Es decir que la ciudad antigua de Éfeso que se visita hoy no es la que se visitaba hace veinte años. El conjunto es Patrimonio Mundial de la UNESCO desde 2015, y el expediente incluye el cerro de Ayasuluk y la Casa de la Virgen María, que muchos creen visitas sueltas.
Cómo verlas usted mismo
Todo esto se ve sin guía si sabe dónde mirar, y ese es medio objetivo de este diario. Entre por la puerta de arriba, la de Magnesia, y baje: se termina en el aparcamiento de abajo en lugar de volver a subir con el sol de mediodía. Y lleve la vista al suelo en los tramos aburridos, que es donde están las aceras, los surcos de carro y los desagües.
Guarde además una hora para el museo de Selçuk, donde están las piezas que no pudieron dejarse a la intemperie. Los horarios, las dos puertas y el orden que menos cansa están en la guía práctica para visitar Éfeso, y lo que cuesta cada entrada, siempre a la tarifa oficial del Ministerio y sin recargo, en la guía de precios.
Si viene con nosotros, esto es lo que se cuenta mientras se camina, y es la razón de que una jornada completa dé para tanto más que una visita corta: hay tiempo para pararse en el suelo. Como somos agencia con licencia y las entradas se compran por adelantado, el acceso prioritario va incluido sin suplemento y no se hace cola de taquilla, así que ese rato se gana dentro y no en la puerta. Y la visita al atardecer deja las aceras de mosaico con sombra rasante, que es cuando mejor se ven.
El consejo, en una frase: en Éfeso, la mitad de lo que merece la pena está por debajo de la altura de la rodilla.
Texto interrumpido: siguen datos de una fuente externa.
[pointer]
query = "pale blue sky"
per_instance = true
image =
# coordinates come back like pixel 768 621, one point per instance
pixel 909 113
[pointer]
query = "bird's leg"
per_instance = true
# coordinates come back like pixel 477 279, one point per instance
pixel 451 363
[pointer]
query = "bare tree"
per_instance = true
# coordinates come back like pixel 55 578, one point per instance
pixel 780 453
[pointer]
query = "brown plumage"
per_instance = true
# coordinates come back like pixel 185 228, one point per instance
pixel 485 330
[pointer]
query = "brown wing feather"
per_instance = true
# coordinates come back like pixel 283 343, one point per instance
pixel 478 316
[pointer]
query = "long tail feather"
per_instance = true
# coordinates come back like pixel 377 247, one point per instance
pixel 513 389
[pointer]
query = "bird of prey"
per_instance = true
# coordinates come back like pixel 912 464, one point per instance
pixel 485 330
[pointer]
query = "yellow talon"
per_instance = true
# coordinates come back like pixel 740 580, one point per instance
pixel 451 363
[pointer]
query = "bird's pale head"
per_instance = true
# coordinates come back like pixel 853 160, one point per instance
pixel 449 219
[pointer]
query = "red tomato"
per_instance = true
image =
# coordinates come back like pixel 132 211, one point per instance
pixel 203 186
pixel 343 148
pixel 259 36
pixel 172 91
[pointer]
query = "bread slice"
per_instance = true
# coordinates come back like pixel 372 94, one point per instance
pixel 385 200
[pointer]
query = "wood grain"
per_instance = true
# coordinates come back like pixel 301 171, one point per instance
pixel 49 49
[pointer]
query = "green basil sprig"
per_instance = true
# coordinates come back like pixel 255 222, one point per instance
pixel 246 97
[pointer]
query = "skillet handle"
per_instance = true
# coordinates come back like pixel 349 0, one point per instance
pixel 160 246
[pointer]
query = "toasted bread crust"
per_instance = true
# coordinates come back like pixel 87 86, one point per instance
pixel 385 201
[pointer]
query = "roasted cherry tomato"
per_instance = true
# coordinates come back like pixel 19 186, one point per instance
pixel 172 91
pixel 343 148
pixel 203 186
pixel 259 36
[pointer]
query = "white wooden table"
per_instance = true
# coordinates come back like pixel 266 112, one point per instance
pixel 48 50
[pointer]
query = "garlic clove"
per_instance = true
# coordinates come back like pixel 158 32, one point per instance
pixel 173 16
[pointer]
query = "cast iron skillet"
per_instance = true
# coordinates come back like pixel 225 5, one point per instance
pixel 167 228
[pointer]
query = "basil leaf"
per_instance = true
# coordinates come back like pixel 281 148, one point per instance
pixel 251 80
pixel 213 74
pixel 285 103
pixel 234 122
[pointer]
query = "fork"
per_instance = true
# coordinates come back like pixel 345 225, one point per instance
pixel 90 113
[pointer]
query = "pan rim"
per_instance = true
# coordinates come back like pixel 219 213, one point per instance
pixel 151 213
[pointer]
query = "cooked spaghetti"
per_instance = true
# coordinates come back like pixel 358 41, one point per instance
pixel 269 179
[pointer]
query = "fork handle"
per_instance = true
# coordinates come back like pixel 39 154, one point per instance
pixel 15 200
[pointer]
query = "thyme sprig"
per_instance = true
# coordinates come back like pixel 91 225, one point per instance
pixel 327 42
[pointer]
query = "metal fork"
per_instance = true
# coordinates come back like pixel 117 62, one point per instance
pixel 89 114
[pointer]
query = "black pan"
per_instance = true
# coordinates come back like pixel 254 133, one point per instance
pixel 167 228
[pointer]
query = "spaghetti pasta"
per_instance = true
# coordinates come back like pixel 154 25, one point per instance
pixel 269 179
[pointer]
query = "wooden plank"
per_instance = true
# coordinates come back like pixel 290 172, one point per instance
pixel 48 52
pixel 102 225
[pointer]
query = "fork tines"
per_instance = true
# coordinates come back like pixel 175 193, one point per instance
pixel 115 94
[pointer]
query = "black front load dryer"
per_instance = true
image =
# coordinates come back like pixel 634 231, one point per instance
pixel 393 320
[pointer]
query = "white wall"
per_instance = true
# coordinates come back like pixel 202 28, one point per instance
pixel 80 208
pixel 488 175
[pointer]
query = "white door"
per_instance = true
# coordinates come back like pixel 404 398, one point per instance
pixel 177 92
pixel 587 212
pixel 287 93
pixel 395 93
Baje la mirada de vez en cuando.
Fuentes y lecturas
- Ephesus — Lista del Patrimonio Mundial de la UNESCO (2015)
- Instituto Arqueológico Austríaco (ÖAI) — excavaciones de Éfeso desde 1895
- Ephesos Museum — Kunsthistorisches Museum, Viena
- Ephesus — Encyclopaedia Britannica
Escrito por el equipo de guías de Gezginol en Kuşadası. Si ve algo que ha cambiado sobre el terreno — un horario, un precio, una obra — díganoslo a info@excursiondeefeso.com y lo corregimos.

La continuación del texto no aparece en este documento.